Some schools say they don't have the money.

"It doesn't matter the price.  It doesn't matter the cost.  Their lives are more precious than the money it costs to equip these buses with seatbelts," said Smith.

So, what good can come out of a tragedy?  For the Smith family it is remembering their little girl by looking through her pictures, toys, and schoolwork. 

"I called her doodle-bug because when she was little she'd doodle everything, a crayon, a pencil, a pen.  She'd decorate the house.  Drawing whatever it was.  As time went by, I called her stinky. And then she'd just wink, so I said stinky-winky.  So, she's stinky winky to me.  And she's doodle bug to everyone else," said Smith.  "She was very goofy.  Very silly.  Very active.  Very outspoken.  She had a big voice for her little body.  She was everything.  Very caring and nurturing.  If she saw you were sad, she'd come up and pat you on the back and say 'it's ok.  It's gonna be ok mommy.'"

Danyelle Smith is determined to do everything she can to make sure another crash does not happen again.

"Protect the babies.  Give them a chance at survival.   Save the babies," said Smith.

The family ended Donasty's birthday remembrance at the Indianapolis cemetery where the young girl is buried.  Linda Znachko, who created the "He Knows Your Name" ministry http://www.heknowsyourname.typepad.com/, helped create a headstone for the family who could not afford it and provided comfort for family and friends at the cemetery.

"These tragedies are so painful and yet joy comes in the morning," said Znachko.  "The Lord promises to redeem the broken hearts that we have. I'm just really thankful to be with you today to celebrate Donasty's birthday.  What a special time to come and honor her.  It was a joyful day when she was born.  We don't want to forget that.  We want to honor her life because life matters.  And even though she lost her life way too early and was so painful.  We can still celebrate her life," said Znachko.
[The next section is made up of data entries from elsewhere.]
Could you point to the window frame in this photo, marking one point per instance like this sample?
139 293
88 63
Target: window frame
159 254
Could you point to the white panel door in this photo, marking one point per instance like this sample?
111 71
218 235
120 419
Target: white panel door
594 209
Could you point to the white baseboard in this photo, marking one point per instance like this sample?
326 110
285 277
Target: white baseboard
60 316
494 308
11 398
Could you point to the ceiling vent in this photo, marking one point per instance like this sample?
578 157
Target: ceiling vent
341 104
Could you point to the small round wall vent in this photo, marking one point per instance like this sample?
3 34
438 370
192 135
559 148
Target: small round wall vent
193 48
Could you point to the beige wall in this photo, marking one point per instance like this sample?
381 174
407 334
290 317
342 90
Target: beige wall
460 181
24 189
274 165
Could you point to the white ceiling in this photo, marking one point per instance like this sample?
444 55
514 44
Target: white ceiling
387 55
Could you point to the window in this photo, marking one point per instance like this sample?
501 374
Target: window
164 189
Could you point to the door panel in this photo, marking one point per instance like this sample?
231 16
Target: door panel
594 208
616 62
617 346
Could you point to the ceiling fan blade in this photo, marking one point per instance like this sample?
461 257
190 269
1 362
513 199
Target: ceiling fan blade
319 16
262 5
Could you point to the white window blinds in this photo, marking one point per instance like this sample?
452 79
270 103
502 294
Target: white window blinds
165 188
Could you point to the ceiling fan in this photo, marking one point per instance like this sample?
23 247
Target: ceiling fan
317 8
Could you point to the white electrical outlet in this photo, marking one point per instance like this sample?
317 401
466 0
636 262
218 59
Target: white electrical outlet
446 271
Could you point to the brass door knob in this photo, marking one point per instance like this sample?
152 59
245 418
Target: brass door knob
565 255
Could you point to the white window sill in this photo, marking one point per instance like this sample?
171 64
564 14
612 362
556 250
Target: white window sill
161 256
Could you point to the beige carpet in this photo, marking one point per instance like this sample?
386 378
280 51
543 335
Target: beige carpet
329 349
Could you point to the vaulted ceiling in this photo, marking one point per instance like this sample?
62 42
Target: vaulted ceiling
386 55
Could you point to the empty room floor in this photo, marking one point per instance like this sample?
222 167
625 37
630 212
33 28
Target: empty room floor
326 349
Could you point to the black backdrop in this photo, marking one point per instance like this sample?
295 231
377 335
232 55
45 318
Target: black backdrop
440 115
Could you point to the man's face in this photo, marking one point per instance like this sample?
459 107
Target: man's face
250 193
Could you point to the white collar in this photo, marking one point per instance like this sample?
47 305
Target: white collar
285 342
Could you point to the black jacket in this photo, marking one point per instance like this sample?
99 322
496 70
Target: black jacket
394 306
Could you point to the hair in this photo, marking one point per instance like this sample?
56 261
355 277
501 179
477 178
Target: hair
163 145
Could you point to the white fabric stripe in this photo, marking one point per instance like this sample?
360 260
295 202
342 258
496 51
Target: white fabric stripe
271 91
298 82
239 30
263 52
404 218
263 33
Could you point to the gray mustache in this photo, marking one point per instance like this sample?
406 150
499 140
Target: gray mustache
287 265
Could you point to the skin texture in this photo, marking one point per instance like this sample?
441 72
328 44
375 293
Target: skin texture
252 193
"She left us a legacy in her five short years of life.  It's a challenge for all of us to say 'what's our life going to stand for?  If someone wrote a description of what our name meant, what would it say?  Whatever you want it to say, make your life mean that.  Stand for that.  I think that's a real encouragement from a sweet little person," said Znachko.

Znachko then closed the service with this prayer. 

"Lord, in whom we trust, we freely acknowledge that we are often tempted to question your ways and wonder why you allow difficult things to happen.  Not only in our life, but the lives of people we love.  But we must admit, that we simply don't have the knowledge or perspective that we need to understand your purposes in the life of Donasty.  So dear Lord, nothing can defeat your gracious and redemptive purposes.  Thank you that we have hope that you will comfort Danyelle and her family as they learn to live without their precious angel, Donasty.  Help them as they try to see this tragedy from a broader perspective of the Bible and make it clear that all of their pain will contribute to a far greater good that will continue into eternity.  May we all who love Donasty  never lose hope in you and your works.  In Jesus name, Amen."

The family wrote memories of Donasty on balloons and released them into the air.

Eyewitness News Reporter Jennie Runevitch reported earlier this year that least two Indiana lawmakers, including Sen. Jean Breaux and Rep. John Bartlett, say they plan to propose "Donasty's Law" next session.

In addition, Indiana State Senator Earline Rogers, Democrat from District 3 which includes Gary, who proposed a bill in 2011 requiring drivers to instruct passengers how to use safety belts, told Channel 13 that she would be willing to consider supporting "Donasty's Law."